One of these marches up the Danube is worthy of more minute record. It was leafy June: luxuriant foliage and gorgeous flowers decorated the banks of the river with loveliness which attracted the admiration even of semi-barbarian eyes. The turbulent host, counting within its ranks two hundred and fifty thousand veteran warriors, for many days sauntered joyously along, encountering no foe. War seemed but the pastime of a festival-day. Banners floated gayly in the breeze; music enlivened the march. Arabian chargers pranced proudly beneath their riders, glittering in Oriental gorgeousness of costume. A fleet of gayly-decorated barges filled the stream, impelled by sails when the wind favored, and urged by rowers when the winds were adverse.
Each night, upon some smooth expanse of the river’s banks, the white tents of the invaders were spread, and a city of nearly two hundred thousand inhabitants rose as by magic, with its grassy streets and squares, its busy population, its trumpet-peals from martial bands, and its bannered magnificence blazing in all the regalia of war. Like a fairy vision the city rose in the rays of the declining sun; and like a vision it disappeared in the early dawn of the morning, and the mighty host moved on.
But the black day came. The Turks had ascended the river about a hundred and fifty miles, when they came to a small island called Zigeth. It was strongly fortified, and commanded both banks of the stream. Not another mile could the Moslems advance till this fortress was battered down. Zrini, the heroic Christian commander, and his whole garrison of six thousand men, took an oath that they would surrender the post only with their lives.
Day and night, week after week, the assault continued unintermitted. The besieged, with guns in battery to sweep all approaches, mowed down their assailants with awful carnage; but bastion after bastion was crumbled by the tremendous cannonade of the Moslems: the walls of solid masonry were battered down till they presented but a shapeless pile of rocks. The Turks, reckless of life, like swarming bees swept over the smouldering ruins. They had apparently cut down every inmate of the fort; and, with shouts of victory, were raising the crescent over the blackened and blood-stained rocks, when there was an earthquake roar, and an explosion almost as appalling as the thunders of the archangel’s trump.

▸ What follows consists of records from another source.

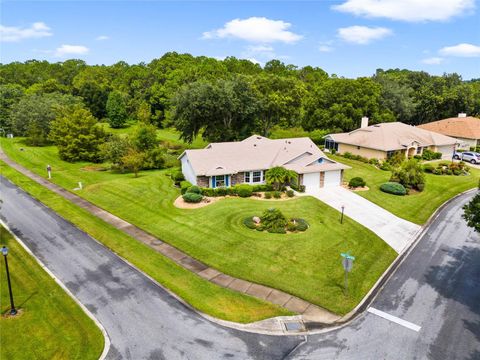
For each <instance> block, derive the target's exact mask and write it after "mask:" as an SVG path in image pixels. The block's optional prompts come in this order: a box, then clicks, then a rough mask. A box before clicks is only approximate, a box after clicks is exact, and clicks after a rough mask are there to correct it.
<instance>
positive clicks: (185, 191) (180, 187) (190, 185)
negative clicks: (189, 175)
mask: <svg viewBox="0 0 480 360" xmlns="http://www.w3.org/2000/svg"><path fill="white" fill-rule="evenodd" d="M191 186H192V184H191V183H190V182H189V181H186V180H185V181H181V182H180V192H181V193H182V195H183V194H185V193H186V192H187V190H188V189H189V188H190V187H191Z"/></svg>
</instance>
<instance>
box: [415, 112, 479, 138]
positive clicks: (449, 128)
mask: <svg viewBox="0 0 480 360" xmlns="http://www.w3.org/2000/svg"><path fill="white" fill-rule="evenodd" d="M418 127H419V128H422V129H425V130H430V131H435V132H437V133H440V134H443V135H448V136H454V137H459V138H465V139H475V140H476V139H480V119H478V118H476V117H473V116H466V117H456V118H448V119H443V120H438V121H434V122H431V123H427V124H422V125H419V126H418Z"/></svg>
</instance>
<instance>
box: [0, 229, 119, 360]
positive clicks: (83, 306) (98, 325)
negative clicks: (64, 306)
mask: <svg viewBox="0 0 480 360" xmlns="http://www.w3.org/2000/svg"><path fill="white" fill-rule="evenodd" d="M0 225H2V226H3V227H4V228H5V229H7V231H8V232H9V233H10V234H11V235H12V236H13V238H14V239H15V240H16V241H17V242H18V243H19V244H20V246H21V247H22V248H23V249H24V250H25V251H26V252H27V253H28V254H29V255H30V256H31V257H33V258H34V259H35V261H36V262H37V264H38V265H40V267H41V268H42V269H43V270H44V271H45V272H46V273H47V274H48V275H49V276H50V277H51V278H52V279H53V280H54V281H55V282H56V283H57V284H58V285H59V286H60V287H61V288H62V289H63V291H65V293H67V295H68V296H70V297H71V298H72V299H73V301H75V303H77V304H78V306H80V308H81V309H82V310H83V312H84V313H85V314H86V315H87V316H88V317H89V318H90V319H92V320H93V322H94V323H95V325H96V326H97V327H98V328H99V329H100V331H101V332H102V334H103V338H104V345H103V351H102V354H101V355H100V357H99V360H104V359H106V357H107V354H108V351H109V350H110V345H111V343H110V338H109V337H108V333H107V331H106V330H105V328H104V327H103V325H102V323H101V322H100V321H99V320H98V319H97V318H96V317H95V316H94V315H93V314H92V313H91V312H90V310H88V309H87V307H86V306H85V305H83V304H82V303H81V302H80V300H78V299H77V298H76V297H75V295H73V293H72V292H71V291H70V290H69V289H68V288H67V287H66V286H65V284H64V283H63V282H62V281H61V280H60V279H58V278H57V277H56V276H55V275H54V274H53V273H52V272H51V271H50V269H49V268H48V267H47V266H46V265H45V264H44V263H43V262H42V261H41V260H40V259H39V258H37V257H36V256H35V254H34V253H33V252H32V251H31V250H30V249H29V248H28V246H27V245H25V243H24V242H23V241H22V240H21V239H20V238H19V237H18V236H17V235H15V234H14V233H13V232H12V231H11V230H10V228H9V227H8V225H7V224H5V223H4V222H3V221H2V220H1V219H0Z"/></svg>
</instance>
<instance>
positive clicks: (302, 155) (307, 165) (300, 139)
mask: <svg viewBox="0 0 480 360" xmlns="http://www.w3.org/2000/svg"><path fill="white" fill-rule="evenodd" d="M185 155H186V156H187V157H188V161H189V162H190V165H191V166H192V168H193V171H194V172H195V174H196V175H197V176H200V175H204V176H214V175H223V174H236V173H238V172H243V171H252V170H264V169H269V168H272V167H274V166H285V167H286V168H289V169H291V170H294V171H297V172H298V173H300V174H302V173H305V172H315V171H326V170H333V169H330V168H329V167H328V166H326V165H327V164H334V165H335V166H336V167H338V168H339V169H343V168H348V166H346V165H343V164H340V163H337V162H335V161H333V160H330V159H328V158H327V156H326V155H325V154H324V153H323V152H322V151H320V149H319V148H318V147H317V145H315V144H314V143H313V141H312V140H310V138H307V137H304V138H292V139H275V140H272V139H268V138H266V137H263V136H259V135H252V136H250V137H249V138H247V139H245V140H243V141H236V142H224V143H211V144H209V145H208V146H207V147H206V148H205V149H198V150H185V152H184V153H183V154H182V155H180V158H182V157H183V156H185ZM320 159H322V160H320ZM330 166H331V165H330ZM322 169H324V170H322Z"/></svg>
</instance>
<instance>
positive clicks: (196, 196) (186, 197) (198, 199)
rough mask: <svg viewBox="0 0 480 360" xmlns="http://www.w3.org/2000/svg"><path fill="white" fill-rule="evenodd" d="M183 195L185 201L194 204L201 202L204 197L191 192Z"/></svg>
mask: <svg viewBox="0 0 480 360" xmlns="http://www.w3.org/2000/svg"><path fill="white" fill-rule="evenodd" d="M182 197H183V200H185V202H188V203H193V204H196V203H199V202H200V201H202V199H203V195H201V194H196V193H189V192H187V193H185V194H183V195H182Z"/></svg>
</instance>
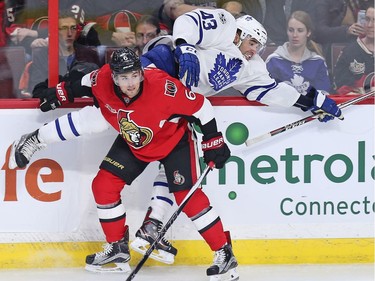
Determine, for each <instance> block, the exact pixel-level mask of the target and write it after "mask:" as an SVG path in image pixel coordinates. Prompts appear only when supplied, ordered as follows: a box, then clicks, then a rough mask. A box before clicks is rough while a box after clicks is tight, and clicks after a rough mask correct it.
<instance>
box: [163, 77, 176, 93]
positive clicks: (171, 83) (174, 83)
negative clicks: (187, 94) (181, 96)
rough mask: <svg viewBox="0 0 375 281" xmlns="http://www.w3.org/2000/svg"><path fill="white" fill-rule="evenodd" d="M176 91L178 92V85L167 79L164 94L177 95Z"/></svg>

Zrini had fired the subterranean vaults containing thousands of kegs of powder. The whole citadel—men, horses, rocks, and artillery—was thrown into the air, and fell a commingled mass of ruin, fire, and blood. The Turks, having lost their leader and a large part of their army, retreated, exhausted and bleeding, but only to gather strength to renew the strife.
Thus year after year these Moslem assaults were continued. Such were the measures the Turks used to convert Europe to Mohammedanism; such were the persuasions urged by the missionaries of the Koran. Shortly after this, the banners of the advance-guard of the Turkish army were seen even from the steeples of Vienna: the majestic host invested the city on all sides.